Blue circles rise from the mist of the river, from the earth and the snow twisting around the columns of the church. They dance on the night square like upside-down halos of the stars.
Rebecca Horn
Piccoli spiriti blu (Little Blue Spirits) is composed of 72 circles of blue lights of different sizes, initially installed around the Gran Madre church, and then moved to Monte dei Cappuccini, where they surround the church, extending to a wing of the former convent. In both locations, the work contributes to changing the perception of space by creating an atmosphere of suspension with unreal tones. If before it was the aura of mystery that some attribute to the Gran Madre, it is now the fog on the Turin hill that amplifies the effect.
The energy that springs from the places is at the centre of other light installations created between the 1990s and 2000s, such as Spiriti di madreperla (Mother-of-pearl spirits), in piazza del Plebiscito in Naples, where white luminous rings suspended above cast-iron skulls emerging from the ground defined an energy field between earth and sky, evoking life facing eternity.
Rebecca Horn (Michelstadt, Germany 1944 - Bad König, 2024) worked with different languages and media. In her early performances in the 1970s, she investigated the relationship between body and space through “bodily extensions”, structures and masks to be worn, which were soon replaced by complex mechanical devices, kinetic machines that initially appeared in her films, and interacted with the environment through elements and objects such as mirrors, funnels, feathers.
Between the 1980s and 1990s, Horn created site-specific sculptures in places charged with political and historical meaning. In her universe of materials and forms rich in metaphorical and symbolic references, there is also the power of writing, which in works such as Book of Ashes (2002) evokes the victims of 11 September 2001 whose names she traces on a mirror.
Rebecca Horn has had solo exhibitions in museums such as the MOCA in Los Angeles, the Guggenheim in New York, and the Tate Modern in London, and has won several awards, including the Documenta Prize (1986), the Praemium Imperiale of Tokyo (2010) and Wilhelm Lehmbruck Prize (2017). He participated in the Venice Biennale (2022) and recent solo exhibitions include Centre Pompidou Metz (2019); Tinguely Museum, Basel (2020); Bank Austria Kunstforum, Vienna (2021); and Haus der Kunst, Munich (2024).

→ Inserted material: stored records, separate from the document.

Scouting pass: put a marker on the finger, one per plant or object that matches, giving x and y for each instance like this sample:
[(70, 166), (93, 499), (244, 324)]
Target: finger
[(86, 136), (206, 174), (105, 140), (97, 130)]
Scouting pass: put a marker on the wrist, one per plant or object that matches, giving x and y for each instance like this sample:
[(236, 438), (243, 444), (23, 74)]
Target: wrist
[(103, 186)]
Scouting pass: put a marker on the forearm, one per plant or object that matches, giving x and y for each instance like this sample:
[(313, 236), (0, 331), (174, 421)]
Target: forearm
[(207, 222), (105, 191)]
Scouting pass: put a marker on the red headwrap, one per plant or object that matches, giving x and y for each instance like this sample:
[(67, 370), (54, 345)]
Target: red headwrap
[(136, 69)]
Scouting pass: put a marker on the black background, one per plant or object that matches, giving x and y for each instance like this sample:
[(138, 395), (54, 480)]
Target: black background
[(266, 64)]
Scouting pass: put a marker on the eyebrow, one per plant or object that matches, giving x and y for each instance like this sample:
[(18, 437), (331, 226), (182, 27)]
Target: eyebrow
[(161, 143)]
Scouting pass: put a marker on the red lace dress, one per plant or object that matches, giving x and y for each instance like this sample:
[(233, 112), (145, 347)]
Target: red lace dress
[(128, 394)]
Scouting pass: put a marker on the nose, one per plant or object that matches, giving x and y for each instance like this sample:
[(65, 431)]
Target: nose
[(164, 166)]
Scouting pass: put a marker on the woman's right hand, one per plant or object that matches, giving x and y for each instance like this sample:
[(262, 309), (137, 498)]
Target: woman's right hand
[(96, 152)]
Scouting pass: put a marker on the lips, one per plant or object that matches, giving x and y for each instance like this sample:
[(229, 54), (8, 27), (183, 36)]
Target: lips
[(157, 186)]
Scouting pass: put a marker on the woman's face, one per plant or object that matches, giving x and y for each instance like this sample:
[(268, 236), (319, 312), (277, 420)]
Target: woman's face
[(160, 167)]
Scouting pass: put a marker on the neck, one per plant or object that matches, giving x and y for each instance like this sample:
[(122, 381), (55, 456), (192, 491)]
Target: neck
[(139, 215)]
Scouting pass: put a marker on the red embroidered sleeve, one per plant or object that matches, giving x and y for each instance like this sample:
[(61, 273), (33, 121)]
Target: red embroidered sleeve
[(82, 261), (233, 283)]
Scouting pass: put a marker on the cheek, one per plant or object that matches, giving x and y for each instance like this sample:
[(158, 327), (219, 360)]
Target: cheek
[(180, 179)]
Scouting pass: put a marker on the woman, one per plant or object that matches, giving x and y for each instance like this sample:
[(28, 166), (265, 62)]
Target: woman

Silvia Maria Sara Cammarata
Current Location
Santa Maria del Monte Church, Monte dei Cappuccini, Turin.
Previous locations
in 1999 on the church of the Gran Madre di Dio, piazza Gran Madre di Dio; since 2000, the permanent location of the artwork is on the church of Santa Maria del Monte, Monte dei Cappuccini. On the occasion of the 25th edition of Luci d'Artista (2022-2023) the luminous elements of artwork were restored.
Specifiche tecniche
Steel poles, rods and cables, neon ring then replaced by LED neon flex and projectors.